O Kremlin lançou sucessivas vagas de assaltos de mercenários da Wagner contra Soledar. Tentavam cortar as rotas de abastecimento até Bakhmut, uma pequena cidade da qual pouco sobra, mas que se tornou um símbolo para o regime de Vladimir Putin, ansioso por uma vitória. Os invasores reclamam ter tomado a cidade e cercado os defensores no seu centro, naquilo a que estrategas russos chamam de «caldeirão», mas o Governo de Kiev assegura que a resistência continua. No entanto, se Soledar abre o caminho para Bakhmut, onde quem manda na linha da frente é a Wagner, a festa desta empresa foi estragada pelo afastamento de um dos seus grandes aliados, o general Sergei Surovikin, que estava no comando das operações na Ucrânia.
Na prática, tudo indica que seja uma espécie de vingança do ministério da Defesa e da liderança militar, sucessivamente insultados pelo líder da Wagner, Yevgeny Prigozhin. Agora será o próprio chefe do Estado Maior russo, Valery Gerasimov, a liderar a chamada «operação militar especial» na Ucrânia, passando Surovikin para o lugar de nº 2. Foi sob a liderança deste, alcunhado de ‘general Armagedão’, que se iniciou a campanha de destruição da infraestrutura energética da Ucrânia, que tem tornado o inverno um pesadelo para a população.
O motivo oficial deste anúncio, que surgiu na quarta-feira, seria criar «um contacto mais próximo entre diferentes ramos das Forças Armadas e melhorar a qualidade e eficácia da gestão das forças russas», declarou o ministério da Defesa russo, liderado por Sergei Shoigu. No entanto, pensa-se que o real motivo fosse o descontentamento do resto da estrutura militar.

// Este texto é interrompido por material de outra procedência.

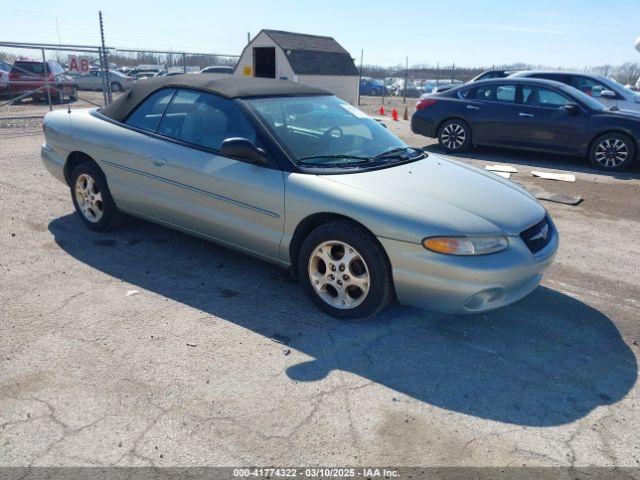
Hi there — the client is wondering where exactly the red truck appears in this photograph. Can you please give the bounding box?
[9,60,77,103]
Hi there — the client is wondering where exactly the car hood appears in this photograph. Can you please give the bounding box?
[322,154,546,235]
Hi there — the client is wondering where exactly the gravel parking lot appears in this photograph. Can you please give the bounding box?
[0,111,640,467]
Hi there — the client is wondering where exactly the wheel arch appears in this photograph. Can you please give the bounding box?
[289,212,393,281]
[436,115,473,142]
[64,150,106,186]
[586,128,640,160]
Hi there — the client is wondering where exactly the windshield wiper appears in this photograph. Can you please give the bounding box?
[373,147,411,158]
[298,154,371,167]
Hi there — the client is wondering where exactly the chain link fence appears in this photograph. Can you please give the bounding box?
[0,42,238,128]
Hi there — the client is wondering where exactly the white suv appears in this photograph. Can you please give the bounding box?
[510,71,640,112]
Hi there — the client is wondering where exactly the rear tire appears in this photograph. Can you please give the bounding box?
[70,162,124,231]
[589,132,636,172]
[297,220,393,320]
[438,118,471,153]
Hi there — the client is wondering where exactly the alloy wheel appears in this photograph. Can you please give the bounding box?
[440,123,467,150]
[75,173,104,223]
[595,138,629,168]
[308,240,371,310]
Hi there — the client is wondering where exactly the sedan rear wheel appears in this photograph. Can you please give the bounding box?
[70,162,123,230]
[438,119,471,153]
[75,173,104,223]
[589,133,636,171]
[297,220,393,319]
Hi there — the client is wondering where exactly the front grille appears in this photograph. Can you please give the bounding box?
[520,217,553,253]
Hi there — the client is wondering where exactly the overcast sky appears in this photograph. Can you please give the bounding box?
[5,0,640,67]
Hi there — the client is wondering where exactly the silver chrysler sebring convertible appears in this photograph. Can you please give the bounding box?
[42,75,558,318]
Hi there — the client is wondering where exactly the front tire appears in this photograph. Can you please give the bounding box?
[298,220,393,319]
[438,118,471,153]
[589,133,636,171]
[70,162,123,231]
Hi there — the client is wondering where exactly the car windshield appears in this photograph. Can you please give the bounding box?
[247,96,424,168]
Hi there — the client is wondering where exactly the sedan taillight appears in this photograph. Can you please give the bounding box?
[416,98,437,110]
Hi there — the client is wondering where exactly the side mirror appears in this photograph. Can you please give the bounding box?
[220,137,267,165]
[562,103,580,115]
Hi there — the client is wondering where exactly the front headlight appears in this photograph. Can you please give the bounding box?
[422,236,508,255]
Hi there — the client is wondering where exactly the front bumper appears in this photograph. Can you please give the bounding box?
[379,223,559,314]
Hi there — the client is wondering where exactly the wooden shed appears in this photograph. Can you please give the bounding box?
[235,30,360,105]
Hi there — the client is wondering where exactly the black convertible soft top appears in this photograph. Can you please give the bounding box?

«Enquanto comandante único na Ucrânia, Surovikin estava a tornar-se demasiado poderoso. E provavelmente estava a passar por cima de Shoigu e Gerasimov quando falava com Putin», salientou o analista Rob Lee no Twitter. A influência de Surovikin, que é muito apreciado nos círculos mais nacionalistas russos pela sua reputação de brutalidade, só aumentaria caso os seus amigos da Wagner de facto conquistassem Soledar e conseguissem fazer avanços significativos em Bakhmut, após meses de impasse, com combates descritos como semelhantes ao que se viu durante a II Guerra Mundial.
Tomar Soledar significaria para os russos passar a ter um ponto estratégico onde colocar a sua artilharia e atingir as rotas de abastecimento ucranianas. Para variar, dado que boa parte do sucesso da Ucrânia tem-se baseado no seu capaz uso de baterias de mísseis de longo alcance HIMARS, com as quais consegue atingir pontos logísticos estratégicos na retaguarda russa.
Além disso, Soledar possui profundas minas de sal, o grande recurso da região, que poderiam ser usadas para abrigar tropas e equipamento russo, a salvo de mísseis ucranianos. As forças do Kremlin bem precisam disso, dado estimar-se que tenham perdido recentemente centenas de homens num único ataque com HIMARS num quartel improvisado durante o Ano Novo em Makiivka, no oblast de Donetsk. E há quem avise que os túneis de minas de sal se estendem por quilómetros, podendo permitir que os russos surjam debaixo do chão, atrás das linhas defensivas ucranianas.